Ancak bir önceki aya göre yaşanan dalgalanmalar açıklamayı zorlaştırıyor. Temmuz 2021’de istihdam edilenlerin sayısı bir önceki aya göre toplam olarak 125 bin kişi artmıştı. Temmuz ayında istihdam edilenlerin sayısı bir önceki aya göre tarım sektöründe 17 bin kişi, hizmet sektöründe 454 bin kişi, artarken sanayi sektöründe 287 bin kişi, inşaat sektöründe 60 bin kişi azalmıştı.

DİSK-Ar’a göre Temmuz 2021’de 506 bin artan işsiz sayısının Ağustos 2021’de sadece 11 bin artması, Temmuz 2021’de 287 bin azalan sanayi istihdamının Ağustos 2021’de 217 bin artması, Temmuz 2021’de 454 bin artan hizmet sektörü istihdamının Ağustos 2021’de 341 bin azalması izahı zor bir dalgalanma.
TÜİK verilerine göre son 4 hafta içerisinde aktif bir şekilde iş arayan ve iş arama kanallarına başvuranlar işsiz olarak kabul ediliyor. En yaygın iş arama kanalı ise İŞKUR. Ancak İŞKUR kanalını kullanan yaklaşık 200 bin işsizin 189 bini TÜİK verilerine yansımadı.
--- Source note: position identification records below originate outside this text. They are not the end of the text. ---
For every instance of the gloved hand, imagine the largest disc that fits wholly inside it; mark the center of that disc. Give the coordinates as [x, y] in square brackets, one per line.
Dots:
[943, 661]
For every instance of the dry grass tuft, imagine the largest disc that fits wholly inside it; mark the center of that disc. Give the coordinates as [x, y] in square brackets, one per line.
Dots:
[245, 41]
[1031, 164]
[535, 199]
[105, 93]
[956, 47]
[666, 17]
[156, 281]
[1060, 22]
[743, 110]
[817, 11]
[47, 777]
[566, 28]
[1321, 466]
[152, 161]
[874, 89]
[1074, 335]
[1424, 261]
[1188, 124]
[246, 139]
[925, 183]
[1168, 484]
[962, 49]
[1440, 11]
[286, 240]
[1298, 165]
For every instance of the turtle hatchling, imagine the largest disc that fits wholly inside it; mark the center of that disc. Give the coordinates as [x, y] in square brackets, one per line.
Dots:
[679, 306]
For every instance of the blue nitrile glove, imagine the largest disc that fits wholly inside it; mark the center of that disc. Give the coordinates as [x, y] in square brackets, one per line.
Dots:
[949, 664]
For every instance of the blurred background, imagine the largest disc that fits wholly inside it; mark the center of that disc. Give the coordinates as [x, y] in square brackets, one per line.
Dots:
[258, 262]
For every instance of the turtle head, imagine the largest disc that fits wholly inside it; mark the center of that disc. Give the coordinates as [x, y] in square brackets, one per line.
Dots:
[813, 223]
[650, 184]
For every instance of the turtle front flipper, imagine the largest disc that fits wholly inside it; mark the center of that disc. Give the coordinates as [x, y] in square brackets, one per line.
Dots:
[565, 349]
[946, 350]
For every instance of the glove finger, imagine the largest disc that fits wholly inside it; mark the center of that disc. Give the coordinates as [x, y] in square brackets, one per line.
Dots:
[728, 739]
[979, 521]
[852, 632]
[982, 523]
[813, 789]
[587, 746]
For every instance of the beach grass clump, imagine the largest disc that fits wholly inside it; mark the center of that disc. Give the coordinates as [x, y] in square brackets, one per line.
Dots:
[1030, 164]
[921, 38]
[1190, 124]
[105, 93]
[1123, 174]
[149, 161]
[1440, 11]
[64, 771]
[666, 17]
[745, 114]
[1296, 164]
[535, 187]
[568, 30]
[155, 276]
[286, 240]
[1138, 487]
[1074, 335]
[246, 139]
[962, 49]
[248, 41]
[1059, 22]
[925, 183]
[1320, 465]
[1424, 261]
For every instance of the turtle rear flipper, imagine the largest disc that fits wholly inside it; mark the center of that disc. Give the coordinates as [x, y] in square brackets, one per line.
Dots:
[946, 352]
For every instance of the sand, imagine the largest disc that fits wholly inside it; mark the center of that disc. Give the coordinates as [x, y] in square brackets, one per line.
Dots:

İŞKUR’a göre Ağustos 2021’de kayıtlı işsiz sayısı 199 bin 385 bin kişi artarken TÜİK’e göre sadece 11 bin arttı. DİSK-Ar’ın hesaplamasına göre İŞKUR ve TÜİK verileri arasındaki bir aylık fark 188 bin 385 kişi olarak gerçekleşti.

NEDENSELLİK KOPTU

Prof. Dr. Veysel Ulusoy’a göre ekonomik veriler arasındaki nedensellik ilişkisi koptu. TÜİK’in açıkladığı veriler ile diğer kurumların açıkladığı veriler birbiriyle uyumlu değil. BirGün’e değerlendirmelerde bulunan Ulusoy, “Türkiye ikinci çeyrekte 22,9 büyüdüyse nerede istihdam artışı? İşsizlik oranı bir önceki aya göre aynı kaldı. O zaman nasıl büyüdü? Hükümet ekonomik büyüme ve istihdam arasındaki çelişkiyi açıklamak zorunda” ifadelerini kullandı.

KADIN İŞSİZLİĞİ ZİRVEDE

TÜİK verilerine göre en büyük istihdam kaybı 341 bin kişi ile hizmet sektöründe meydana geldi. Bir ayda hizmet sektöründe çalışan 270 bin kadın işsizler ordusuna katıldı. Başka bir ifadeyle hizmet sektöründe yaşanan iş kaybının yüzde 79’unu kadınlar oluşturdu. TÜİK’in ağustos verilerine göre işsizlik türlerinin en yüksek olduğu kategori yüzde 29,3 ile geniş tanımlı kadın işsizliği oldu. Yüzde 28,9 olan 15-24 yaş arasındaki genç kadın işsizliği ise ikinci sırada yer aldı.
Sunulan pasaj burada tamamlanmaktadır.